Grace shrugged. ‘Whatever I have to do. Sell South Audley Street and buy somewhere much smaller, perhaps nearer to Westminster. Practise stringent economies, that sort of thing. Might even be rather fun, don’t you think?’

‘Don’t be so ridiculous. Think of Cressida.’ Blanche was angry. Grace had been almost teasingly calm all through the evening, but now she showed an answering spark of anger.

‘There is nothing ridiculous about my intentions. I have thought of Cressida. Being a Member of Parliament is paid work, you know. Would you rather see me selling tea-gowns in Selfridges?’

Blanche had never been good at arguments. Her cheeks wobbled and the soft creases deepened at the sides of her mouth.

She’s a bewildered old lady, Clio thought. She doesn’t understand any of this.

‘You know it would never come to that. If you would only listen to your father, if you would come home with Cressida for good …’
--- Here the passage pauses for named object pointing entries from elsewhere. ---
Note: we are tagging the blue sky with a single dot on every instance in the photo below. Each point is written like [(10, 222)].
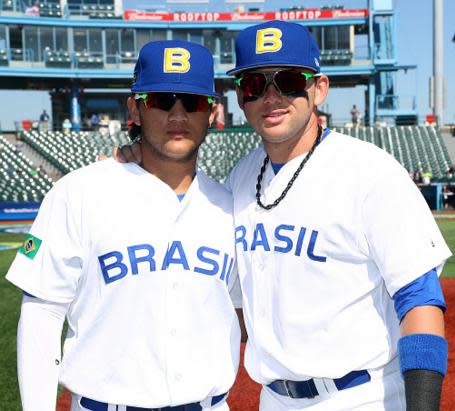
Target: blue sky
[(414, 32)]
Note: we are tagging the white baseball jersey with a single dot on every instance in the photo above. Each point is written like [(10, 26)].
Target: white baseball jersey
[(318, 271), (151, 322)]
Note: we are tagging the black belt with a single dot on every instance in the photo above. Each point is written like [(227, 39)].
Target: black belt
[(94, 405), (307, 389)]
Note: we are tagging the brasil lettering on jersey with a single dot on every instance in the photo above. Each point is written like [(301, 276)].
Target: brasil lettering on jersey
[(283, 238), (210, 261)]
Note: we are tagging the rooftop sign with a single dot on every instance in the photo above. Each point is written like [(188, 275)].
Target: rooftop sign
[(308, 14)]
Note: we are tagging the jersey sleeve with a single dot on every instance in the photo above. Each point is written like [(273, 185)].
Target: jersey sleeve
[(401, 234), (49, 263), (235, 290)]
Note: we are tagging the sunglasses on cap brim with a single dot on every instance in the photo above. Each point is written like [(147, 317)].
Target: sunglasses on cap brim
[(166, 100), (288, 82)]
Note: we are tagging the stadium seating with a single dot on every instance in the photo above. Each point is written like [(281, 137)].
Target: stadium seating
[(19, 178), (415, 147), (68, 152), (56, 58)]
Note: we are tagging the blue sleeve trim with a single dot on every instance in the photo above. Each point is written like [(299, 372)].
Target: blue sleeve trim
[(426, 290), (423, 352)]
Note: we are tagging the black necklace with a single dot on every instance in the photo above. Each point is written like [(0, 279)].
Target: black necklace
[(291, 181)]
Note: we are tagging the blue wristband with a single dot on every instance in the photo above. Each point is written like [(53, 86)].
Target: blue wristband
[(423, 352)]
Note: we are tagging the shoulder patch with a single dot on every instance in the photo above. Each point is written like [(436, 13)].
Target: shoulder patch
[(30, 246)]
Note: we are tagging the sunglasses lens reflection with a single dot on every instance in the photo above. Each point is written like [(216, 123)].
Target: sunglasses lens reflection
[(165, 101)]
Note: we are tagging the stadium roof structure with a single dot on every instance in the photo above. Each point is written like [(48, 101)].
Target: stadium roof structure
[(64, 47)]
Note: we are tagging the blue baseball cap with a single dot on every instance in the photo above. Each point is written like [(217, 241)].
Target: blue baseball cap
[(174, 66), (276, 43)]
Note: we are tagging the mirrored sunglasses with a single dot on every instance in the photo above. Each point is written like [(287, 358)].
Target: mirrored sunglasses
[(288, 82), (165, 101)]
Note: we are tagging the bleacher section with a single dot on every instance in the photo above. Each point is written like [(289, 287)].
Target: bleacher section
[(19, 178), (68, 152), (223, 149), (415, 147)]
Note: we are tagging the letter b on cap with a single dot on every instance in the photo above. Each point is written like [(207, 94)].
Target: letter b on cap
[(268, 40), (176, 60)]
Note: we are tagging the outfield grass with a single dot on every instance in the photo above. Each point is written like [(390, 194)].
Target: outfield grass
[(9, 309)]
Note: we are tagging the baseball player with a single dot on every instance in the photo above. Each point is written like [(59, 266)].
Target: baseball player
[(151, 324), (338, 253)]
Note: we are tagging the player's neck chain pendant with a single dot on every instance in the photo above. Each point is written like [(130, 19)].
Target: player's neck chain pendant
[(291, 181)]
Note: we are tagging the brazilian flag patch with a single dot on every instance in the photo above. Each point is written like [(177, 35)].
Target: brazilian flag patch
[(30, 246)]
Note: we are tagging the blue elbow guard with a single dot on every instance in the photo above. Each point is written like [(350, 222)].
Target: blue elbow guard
[(423, 352)]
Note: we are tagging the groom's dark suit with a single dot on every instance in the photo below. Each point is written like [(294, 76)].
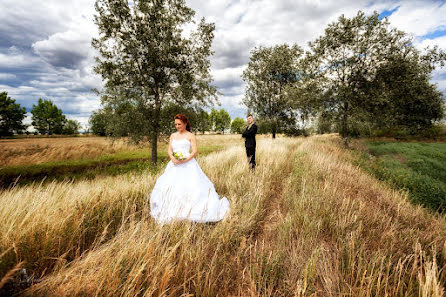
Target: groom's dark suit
[(250, 144)]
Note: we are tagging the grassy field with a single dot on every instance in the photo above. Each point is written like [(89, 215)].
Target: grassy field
[(307, 222), (31, 160), (418, 167)]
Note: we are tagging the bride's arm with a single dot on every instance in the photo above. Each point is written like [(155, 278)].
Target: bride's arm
[(170, 151), (193, 144)]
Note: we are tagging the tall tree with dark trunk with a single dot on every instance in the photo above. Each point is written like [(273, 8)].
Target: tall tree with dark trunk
[(148, 61), (352, 54), (47, 118), (11, 115), (270, 71)]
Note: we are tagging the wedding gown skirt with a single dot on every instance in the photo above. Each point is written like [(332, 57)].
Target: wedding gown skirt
[(184, 192)]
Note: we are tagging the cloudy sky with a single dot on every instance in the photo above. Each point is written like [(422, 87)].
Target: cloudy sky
[(45, 49)]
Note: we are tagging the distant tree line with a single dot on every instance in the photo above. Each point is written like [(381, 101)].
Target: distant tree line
[(46, 117), (360, 78), (109, 121)]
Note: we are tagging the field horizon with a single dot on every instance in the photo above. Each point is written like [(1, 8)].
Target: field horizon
[(309, 221)]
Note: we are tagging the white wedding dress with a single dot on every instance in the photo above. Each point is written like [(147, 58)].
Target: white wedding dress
[(184, 192)]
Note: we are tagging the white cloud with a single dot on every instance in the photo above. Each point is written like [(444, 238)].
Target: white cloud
[(45, 46)]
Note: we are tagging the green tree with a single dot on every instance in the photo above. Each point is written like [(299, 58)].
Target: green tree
[(47, 118), (348, 56), (72, 127), (220, 120), (270, 71), (237, 125), (407, 99), (11, 116), (147, 61)]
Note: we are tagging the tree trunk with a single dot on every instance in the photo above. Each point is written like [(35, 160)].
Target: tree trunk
[(156, 124), (154, 141)]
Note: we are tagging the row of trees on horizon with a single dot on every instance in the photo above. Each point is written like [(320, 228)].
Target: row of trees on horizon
[(48, 119), (360, 78)]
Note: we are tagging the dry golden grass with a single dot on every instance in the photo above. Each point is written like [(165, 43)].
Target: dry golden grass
[(39, 150), (306, 223)]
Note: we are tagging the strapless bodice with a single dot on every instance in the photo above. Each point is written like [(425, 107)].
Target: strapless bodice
[(181, 145)]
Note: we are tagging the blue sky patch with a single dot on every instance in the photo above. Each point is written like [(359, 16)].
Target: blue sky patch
[(439, 32)]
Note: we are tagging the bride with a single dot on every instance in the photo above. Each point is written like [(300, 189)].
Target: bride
[(183, 191)]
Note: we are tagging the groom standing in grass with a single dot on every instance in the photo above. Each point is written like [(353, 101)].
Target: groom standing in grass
[(250, 141)]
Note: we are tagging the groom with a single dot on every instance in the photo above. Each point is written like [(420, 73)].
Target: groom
[(250, 141)]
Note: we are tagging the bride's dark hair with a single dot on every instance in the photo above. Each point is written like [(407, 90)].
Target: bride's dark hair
[(184, 119)]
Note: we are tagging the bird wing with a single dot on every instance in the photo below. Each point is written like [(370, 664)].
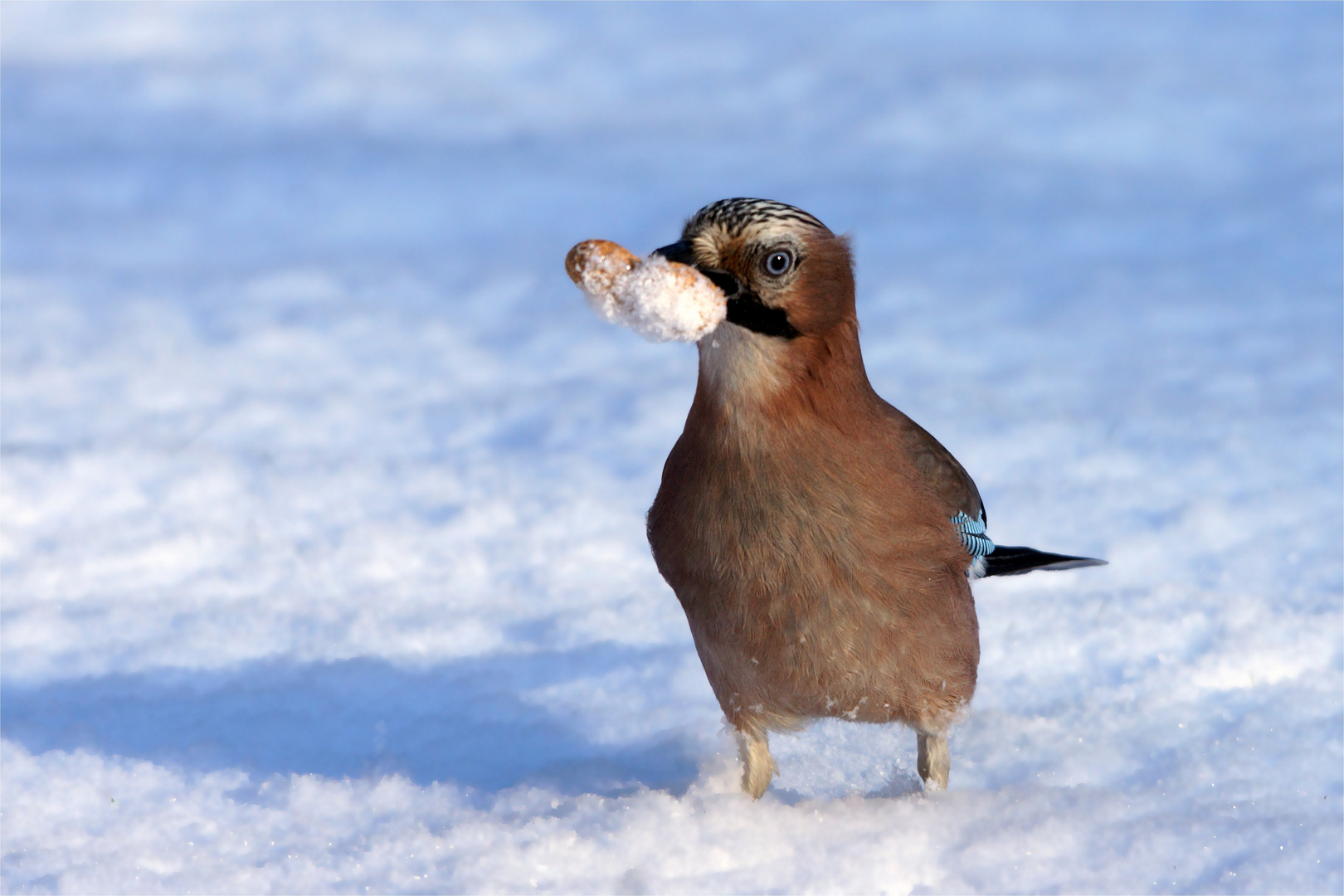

Grace turned to Clio. She looked tired now. ‘If I do what is expected of me, Papa will provide. If I do not, then Cressida and I can’t expect any financial assistance from his lordship. That’s it, stripped of the polite verbiage, isn’t it?’

Blanche put her hand over her mouth. ‘You are so hard, Grace. What have we done that you should have become so hard?’

Grace went to her again, and took her hands. She turned them over in her own, and her red-varnished nails tapped against her mother’s rings.

‘What would you really like me to do?’ she asked softly.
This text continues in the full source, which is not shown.